PEP 204 - Range Literals: Getting closure

Almost 23 years ago PEP 204 was rejected. It is arguably the single most requested feature over the years, appearing in python ideas mail list more frequently than I can remember. It is about the infamous “Range Literals”.

The final resolution was:

After careful consideration, and a period of meditation, this proposal has been rejected. The open issues, as well as some confusion between ranges and slice syntax, raised enough questions for Guido not to accept it for Python 2.0, and later to reject the proposal altogether. The new syntax and its intentions were deemed not obvious enough.

This proposal is over two decades old and wanted to reuse slice syntax standalone to generate a list the same as the old range function would do.

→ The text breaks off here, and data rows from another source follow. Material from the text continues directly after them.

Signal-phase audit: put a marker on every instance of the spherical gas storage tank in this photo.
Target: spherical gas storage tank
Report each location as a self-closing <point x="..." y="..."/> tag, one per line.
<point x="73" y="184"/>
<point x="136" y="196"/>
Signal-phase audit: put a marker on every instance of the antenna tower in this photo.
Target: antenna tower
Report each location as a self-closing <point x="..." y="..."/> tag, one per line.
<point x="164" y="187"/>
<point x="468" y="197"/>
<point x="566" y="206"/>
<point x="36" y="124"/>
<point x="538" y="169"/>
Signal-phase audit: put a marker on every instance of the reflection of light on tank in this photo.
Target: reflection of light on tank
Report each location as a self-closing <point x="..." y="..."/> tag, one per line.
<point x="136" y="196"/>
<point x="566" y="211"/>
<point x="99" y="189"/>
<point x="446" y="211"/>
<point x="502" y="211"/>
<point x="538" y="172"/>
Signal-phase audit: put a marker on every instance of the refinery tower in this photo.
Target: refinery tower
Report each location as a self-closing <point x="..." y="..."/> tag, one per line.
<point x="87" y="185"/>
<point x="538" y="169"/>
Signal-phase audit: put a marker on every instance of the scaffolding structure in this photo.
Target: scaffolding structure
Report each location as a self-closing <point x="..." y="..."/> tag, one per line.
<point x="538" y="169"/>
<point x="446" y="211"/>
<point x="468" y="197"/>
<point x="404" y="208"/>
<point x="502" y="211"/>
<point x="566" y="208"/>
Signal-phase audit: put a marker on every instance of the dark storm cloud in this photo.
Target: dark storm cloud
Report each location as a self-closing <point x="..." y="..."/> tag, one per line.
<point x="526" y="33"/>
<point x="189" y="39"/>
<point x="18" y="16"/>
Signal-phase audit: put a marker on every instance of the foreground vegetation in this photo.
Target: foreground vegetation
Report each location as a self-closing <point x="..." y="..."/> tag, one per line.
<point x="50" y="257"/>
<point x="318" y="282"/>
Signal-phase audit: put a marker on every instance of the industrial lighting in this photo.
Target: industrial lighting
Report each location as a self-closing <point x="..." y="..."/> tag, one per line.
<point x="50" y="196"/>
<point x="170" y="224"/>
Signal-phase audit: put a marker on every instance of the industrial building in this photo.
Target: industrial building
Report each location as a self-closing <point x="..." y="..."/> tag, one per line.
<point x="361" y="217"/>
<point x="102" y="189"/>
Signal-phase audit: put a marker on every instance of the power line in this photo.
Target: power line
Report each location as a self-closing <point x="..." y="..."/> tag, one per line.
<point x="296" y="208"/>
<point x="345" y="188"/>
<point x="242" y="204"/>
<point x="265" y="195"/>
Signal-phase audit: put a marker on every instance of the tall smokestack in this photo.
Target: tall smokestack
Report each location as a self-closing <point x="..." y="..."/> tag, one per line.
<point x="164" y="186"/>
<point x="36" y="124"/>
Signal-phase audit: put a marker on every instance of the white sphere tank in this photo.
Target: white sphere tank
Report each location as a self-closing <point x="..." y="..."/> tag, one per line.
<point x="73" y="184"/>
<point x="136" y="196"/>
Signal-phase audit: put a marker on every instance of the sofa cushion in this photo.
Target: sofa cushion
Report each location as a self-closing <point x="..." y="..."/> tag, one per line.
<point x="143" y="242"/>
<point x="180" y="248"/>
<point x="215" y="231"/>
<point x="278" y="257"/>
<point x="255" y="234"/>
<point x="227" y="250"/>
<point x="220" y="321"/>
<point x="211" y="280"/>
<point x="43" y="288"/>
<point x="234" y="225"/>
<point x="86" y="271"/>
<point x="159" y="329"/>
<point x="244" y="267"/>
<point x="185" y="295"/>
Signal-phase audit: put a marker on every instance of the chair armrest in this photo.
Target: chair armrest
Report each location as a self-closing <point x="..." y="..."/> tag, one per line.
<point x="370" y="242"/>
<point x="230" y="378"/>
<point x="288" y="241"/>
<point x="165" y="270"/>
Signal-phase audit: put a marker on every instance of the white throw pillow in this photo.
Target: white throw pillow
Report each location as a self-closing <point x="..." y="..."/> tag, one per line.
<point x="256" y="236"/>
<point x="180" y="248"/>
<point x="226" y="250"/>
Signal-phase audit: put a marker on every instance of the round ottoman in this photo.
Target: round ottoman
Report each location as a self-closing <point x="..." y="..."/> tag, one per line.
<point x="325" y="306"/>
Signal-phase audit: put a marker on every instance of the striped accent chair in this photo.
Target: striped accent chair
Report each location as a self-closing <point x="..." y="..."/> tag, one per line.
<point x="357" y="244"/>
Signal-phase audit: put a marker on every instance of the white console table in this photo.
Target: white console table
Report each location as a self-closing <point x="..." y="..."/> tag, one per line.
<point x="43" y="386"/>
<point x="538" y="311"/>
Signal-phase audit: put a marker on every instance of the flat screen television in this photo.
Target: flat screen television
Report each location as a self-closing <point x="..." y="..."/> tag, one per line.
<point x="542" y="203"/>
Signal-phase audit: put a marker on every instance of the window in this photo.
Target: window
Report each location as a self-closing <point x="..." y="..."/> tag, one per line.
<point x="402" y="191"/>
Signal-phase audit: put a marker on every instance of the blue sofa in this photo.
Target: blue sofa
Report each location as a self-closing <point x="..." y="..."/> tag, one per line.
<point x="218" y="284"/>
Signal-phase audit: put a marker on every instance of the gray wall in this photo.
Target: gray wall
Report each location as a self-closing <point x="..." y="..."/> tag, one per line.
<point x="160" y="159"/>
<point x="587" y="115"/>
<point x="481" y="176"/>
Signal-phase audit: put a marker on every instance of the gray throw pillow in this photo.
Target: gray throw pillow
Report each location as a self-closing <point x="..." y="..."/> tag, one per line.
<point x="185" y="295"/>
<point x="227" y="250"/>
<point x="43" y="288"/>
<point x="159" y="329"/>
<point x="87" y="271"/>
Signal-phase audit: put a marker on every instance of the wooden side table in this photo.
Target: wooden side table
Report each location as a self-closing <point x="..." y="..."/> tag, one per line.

With a few caveats and undefined behaviors.

Under the light of all the changes Python received since then (latest version was Python 1.5 at the time), we can see that the concept was really poor and thus it made sense to be rejected. It wasn’t until two years later that iterators got properly introduced, for example (PEP 234). Can you even write code without iterators, nowadays?

But the one thing got me to write this here was at the very end, it says:

[ TBD: Guido, amend/confirm this, please. Preferably both; this is a PEP, it should contain all the reasons for rejection and/or reconsideration, for future reference. ]

Can we get either of:

  1. Some closure. Have GvR or someone from the council to edit this with all the motive and put a nail in the coffin.
  2. Create a new proposal using all the modern technology and knowledge acquired by the collective Python community to think of a range literal syntax and functionality and then that one be rejected (or accepted, who knows) formally so this question won’t again pop up.

Best regards

3 Likes

+1 This is worth a look with fresh eyes. We’ve had almost a quarter century of evolution since this was first considered.

3 Likes

If you want to drive a fresh look at this, please create a new PEP. Don’t reopen 204. The new PEP can refer to 204 though.

1 Like

Personally, I would like very much to see a new PEP regarding range literals and I (like probably everyone else in the community) do have some opinionated views on what range literals could be so I wish for maybe some dialogue before a PEP is written. Am I right?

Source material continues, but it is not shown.